The 8:00am start time for the Rock ‘n’ Roll Philly race was ideal for a number of reasons. First, this is the same start time as the Richmond marathon, so this race served as a good dress rehearsal to set my morning pre-race routine. The only difference is that we are staying very close to the Richmond start line, so I’ll probably be able to sleep for an extra 30 minutes (Samantha’s parents drove us from Samantha’s house in Conshohocken to the start line). I set the alarm for 5:30, which provided more than enough time to get dressed, eat and digest some food, and use the bathroom before heading out the door. Second, when we walked out the door at 6:45, it was a balmy 43 degrees. However, once we arrived at the start line in downtown Philly, the sun was up and the running conditions were ideal. An 8am start time in mid-November in Richmond will hopefully not be too far off from the 43 degrees that we experienced this weekend.
The starting line setup was pretty good. There are really only two things that I typically need to do before a race. Go to the bathroom and find my corral. We got in line for the bathroom at 7:15 and got through the line by a couple minutes after 8. For anyone who got in line after we did (which a lot of people did), you definitely did not make it into your corral on time. There needed to be more bathrooms. Emails leading up to the race advertised VIP access for a fee, which included use of private bathrooms. As long as you build in the right amount of time to find and go to the bathroom before a race, that extra expense probably isn’t worth it. If you like cutting it close, then maybe you should pay the extra fee in order to start the race on time. Though I will say that I didn’t see any VIP signage (I also wasn’t really looking hard for it).
As it turns out, I went with all new running clothes for this event. Since this was a dress rehearsal for the marathon, I wanted to try out some clothes that I thought might work well for 26.2 miles. A few days before the half, I was thinking about what I’d do for gel storage during the race. I wanted to use the same Accel vanilla gels that I’ve been training with. After doing some research, I discovered the Brooks Sherpa III shorts. These shorts have a 4.5 inch inseam (close to my typical length) and have two Velcro closure pockets that are designed for gel storage. Before I cut the tags, I tested out the gel pockets, and while I was initially doubtful that gels would fit, all I had to do was fold down the top of the gel (the tear-tab) and it fit just fine and velcro’d shut. There is also a small pocket on the inside of the shorts that fit my ID. As for my race shirt, I brought several contenders but ultimately purchased a new Brooks short-sleeve tech-tee from the expo. It’s a grey shirt with a vintage-looking Brooks logo. Since it was chilly, I used my Nike armwarmers during the race. I also used my Garmin Forerunner 10 watch (I can’t run without it), and wore my RoadID bracelet, Asics Gel-Forte sneakers with orange superfeet, and Oakley flak jacket sunglasses (very important since it was very sunny).

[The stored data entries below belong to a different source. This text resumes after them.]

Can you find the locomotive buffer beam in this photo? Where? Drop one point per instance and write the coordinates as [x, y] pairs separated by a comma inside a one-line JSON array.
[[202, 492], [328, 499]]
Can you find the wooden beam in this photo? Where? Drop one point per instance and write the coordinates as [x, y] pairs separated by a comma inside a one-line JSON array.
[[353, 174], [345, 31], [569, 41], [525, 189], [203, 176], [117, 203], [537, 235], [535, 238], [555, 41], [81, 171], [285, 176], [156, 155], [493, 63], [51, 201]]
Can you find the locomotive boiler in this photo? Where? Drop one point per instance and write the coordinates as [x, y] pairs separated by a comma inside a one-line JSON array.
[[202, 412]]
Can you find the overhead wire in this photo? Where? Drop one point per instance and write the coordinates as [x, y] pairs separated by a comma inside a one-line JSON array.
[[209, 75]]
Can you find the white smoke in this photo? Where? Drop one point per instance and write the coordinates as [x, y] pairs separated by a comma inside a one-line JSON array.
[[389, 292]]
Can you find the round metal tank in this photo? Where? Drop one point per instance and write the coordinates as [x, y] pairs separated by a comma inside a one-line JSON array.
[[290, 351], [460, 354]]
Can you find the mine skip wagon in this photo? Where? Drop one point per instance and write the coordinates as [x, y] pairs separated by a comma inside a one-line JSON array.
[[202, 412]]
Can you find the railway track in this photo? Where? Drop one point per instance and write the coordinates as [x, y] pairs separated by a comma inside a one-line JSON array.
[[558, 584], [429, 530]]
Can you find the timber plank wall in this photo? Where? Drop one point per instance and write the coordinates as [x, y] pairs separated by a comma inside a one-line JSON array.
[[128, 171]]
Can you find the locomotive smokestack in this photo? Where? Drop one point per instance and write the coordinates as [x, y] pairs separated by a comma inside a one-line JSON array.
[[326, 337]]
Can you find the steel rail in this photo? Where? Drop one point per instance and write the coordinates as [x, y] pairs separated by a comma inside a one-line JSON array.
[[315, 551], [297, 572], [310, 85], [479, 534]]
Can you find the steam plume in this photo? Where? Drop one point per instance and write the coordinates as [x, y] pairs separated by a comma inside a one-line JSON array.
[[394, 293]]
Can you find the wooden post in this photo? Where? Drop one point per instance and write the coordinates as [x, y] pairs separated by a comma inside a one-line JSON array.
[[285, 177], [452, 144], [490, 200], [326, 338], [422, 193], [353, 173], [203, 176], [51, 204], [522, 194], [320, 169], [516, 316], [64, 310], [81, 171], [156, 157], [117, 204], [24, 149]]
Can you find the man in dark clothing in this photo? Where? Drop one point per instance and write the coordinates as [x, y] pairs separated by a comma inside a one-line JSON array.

I’ll speak to the race route first. It was 4 miles through downtown Philly, followed by about 9 miles of running along the river that runs to the north and west of Philly. Very flat, fast route, with good shade. The roads we ran on were very wide and the only time that I wasn’t free to run the pace I wanted was in the first mile or so (to be expected for a race with 20,000+ participants). There was good crowd support along the downtown stretch of running and at the turnaround point along the river. Since this was a Rock and Roll event, there were bands every mile or so. I’d prefer more DJ’s playing music that I’m familiar with over the random jazz bands, or the Philadelphia Eagles pep band, but any music is better than no music.
My specific race went according to plan. I decided to set the pacing function on my GPS watch to 8:30/mile. If I stray too far from that pace, the watch beeps and alerts me to speed up or slow down. I told myself before the race that I’d stick to this pace for the majority of the race and decide whether to pick up the pace toward the end. I executed this strategy and finished the race strong, clocking back-to-back 7:35 miles at the end of the race. Here are my specific mile splits:
It felt good to finish a half-marathon strong and pass people instead of having them pass me. As I wrote about previously, I typically hit a wall at mile 10. Not during this race. The training I’ve put in has prepared me well to handle races of this length. The next test will be continuing to up the mileage on the weekend runs, culminating with a 20 mile run on October 26th.
Directly upon finishing the race, I received a race medal, had a picture taken, and then entered the food and drink area. I’m not big into eating food right after a run, but I took a bag of pretzels (probably for the salt), and then took a chocolate milk, a Gatorade, and a water. This area led to the exit of the finish line area and opened into a park where the post-race concert was being held.
All in all, it was a great race. The weather conditions were ideal, the course was nice, and the starting and finish line experiences were better than a typical large race. And most importantly, I set a new half-marathon PR.